A breakout star on Rio’s political scene, Franco was a black woman from one of the city’s poorest favelas who defied the odds to become the fifth most voted-for councilor in 2016.
She was an outspoken critic of Rio’s heavy-handed police and had recently become the chair of the committee overseeing the city’s federally mandated military intervention.
Franco and her driver Anderson Gomes died instantly when two men opened fire on their car on 14 March in what police believe was a targeted assassination.
No arrests have been made, but as Brazil prepares for legislative elections, Franco’s legacy can be seen across the country: an unprecedented number of black women have registered to run for office – and many invoke her example on the campaign trail.
As well as choosing a new president next Sunday, 7 October, Brazilians will also elect 513 congresspeople, 54 senators and more than 1,000 state legislators.
Although she was a local politician, Franco’s murder fuelled an urgent conversation about racial and gender representation among Brazil’s elected officials.
While black women are 28% of the population – Brazil’s largest demographic group – they only hold 2% of seats in congress. This new generation of politicians – often campaigning with the slogan “Marielle presente” – hopes to start levelling the playing field.
Souza is now running for a seat as a state legislator. “I always thought about being on the frontline myself, but Marielle’s murder brought a sense of urgency. I hesitated for months, but knew I had to run,” she said.
“Now I feel her every single moment – in every flyer I hand out, every speech I give, every conversation, every joke.”
Souza and Franco met as teenagers in a college prep course in Maré, the Rio favela where they both grew up. They both won scholarships to one of Rio’s best private universities and went on to pursue graduate degrees. They became outspoken human rights activists and became involved with a newly founded leftwing party, the Socialism and Liberty Party (PSOL). After Franco was elected in 2016, Souza became her chief of staff.
“I feel a responsibility to continue what we’d been building for the 18 years we were activists together,” Souza explained. If elected, she will focus on legislation related to reducing the number of homicides of poor, black residents in Rio’s periphery.
The first bill she hopes to pass would ban police operations during the hours when children are going and coming from school.
Ahead of next month’s election, a group of women launched Black Women Decide, a collective aiming to raise black female candidates’ profiles and present data about the challenges confronting black women in politics.

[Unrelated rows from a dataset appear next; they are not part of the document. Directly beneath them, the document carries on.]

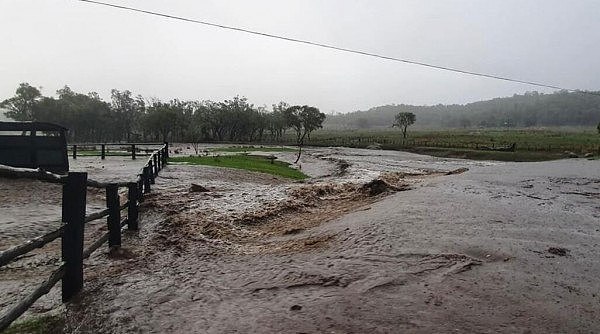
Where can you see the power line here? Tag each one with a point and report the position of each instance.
(333, 47)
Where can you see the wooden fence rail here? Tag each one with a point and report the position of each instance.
(74, 218)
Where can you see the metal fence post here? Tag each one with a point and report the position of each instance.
(73, 215)
(132, 209)
(114, 215)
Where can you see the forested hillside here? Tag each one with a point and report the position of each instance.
(528, 110)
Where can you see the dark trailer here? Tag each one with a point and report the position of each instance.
(34, 145)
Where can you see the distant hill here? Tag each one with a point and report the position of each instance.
(3, 118)
(527, 110)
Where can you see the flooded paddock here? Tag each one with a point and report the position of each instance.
(470, 251)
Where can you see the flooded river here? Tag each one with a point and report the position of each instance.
(500, 247)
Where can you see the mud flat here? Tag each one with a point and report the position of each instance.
(489, 248)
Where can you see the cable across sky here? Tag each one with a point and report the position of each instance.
(338, 48)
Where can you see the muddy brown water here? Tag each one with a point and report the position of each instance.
(456, 253)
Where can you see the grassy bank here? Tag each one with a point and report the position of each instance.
(46, 324)
(248, 162)
(485, 155)
(251, 148)
(531, 144)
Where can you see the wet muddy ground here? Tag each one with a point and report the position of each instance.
(500, 247)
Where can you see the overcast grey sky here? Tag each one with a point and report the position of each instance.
(52, 43)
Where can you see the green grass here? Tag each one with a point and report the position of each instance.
(486, 155)
(531, 144)
(234, 149)
(248, 162)
(37, 325)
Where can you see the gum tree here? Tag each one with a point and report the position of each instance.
(304, 120)
(404, 120)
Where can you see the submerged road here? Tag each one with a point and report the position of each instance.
(501, 248)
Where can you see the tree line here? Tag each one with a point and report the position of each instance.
(531, 109)
(129, 117)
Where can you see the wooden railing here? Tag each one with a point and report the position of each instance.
(74, 218)
(127, 149)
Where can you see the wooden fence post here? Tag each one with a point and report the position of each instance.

Brazil’s current congress includes only 10 black women. In the 2014 election, 2.5% of total campaign spending for congressional candidates went towards black women, even though they represented 12.6% of candidacies.
Juliana Marques, a member of the collective, says the dynamics of funding create a vicious cycle, as parties tend to invest most money in incumbent candidates.

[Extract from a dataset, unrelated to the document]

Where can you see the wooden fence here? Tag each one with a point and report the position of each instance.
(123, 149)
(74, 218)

“The rules of the game are rigged. But we’re the largest portion of the population – for the sake of democracy, we should have lawmakers that are at least somewhat similar to the demographic makeup of the population.”
Many voters agree.
“Marielle was our voice. It was such a blow to lose her, but I never expected in my lifetime to see so many black women running,” said Martilde Guilhermina, 59, at a rally in Rio, where Souza and other black female candidates were speaking. “Politics is a space where we black women have always been denied access.”
Igor Soares, a high school teacher, said: “You don’t need to look far in Brazil to see how diverse it is … I’d like to see politics reflect that more, in order to make Brazil less racist and less machista.”
After a recent rally in Rio, Dani Monteiro, a 27-year-old from a Rio favela also running for a seat in the state legislature, said: “Most of the representatives in the state legislature are white men. They can’t even imagine living the reality we live – they don’t live with constant shootings, having to protect your kids from stray bullets.
“We don’t yet know the scale of what we’re doing: we’re in the eye of the storm now — but I really think we’re a part of a historic moment in Brazil,” Monteiro said.
Franco’s legacy has reached far beyond Rio: hundreds of kilometers north in the Amazon region, Vivi Reis, who is running to be a deputy in the lower house, also cites Franco as a political inspiration.
“Her murder was a way of trying to shut us up, in the most brutal way, but it’s done the opposite of that. Now we’re screaming louder.”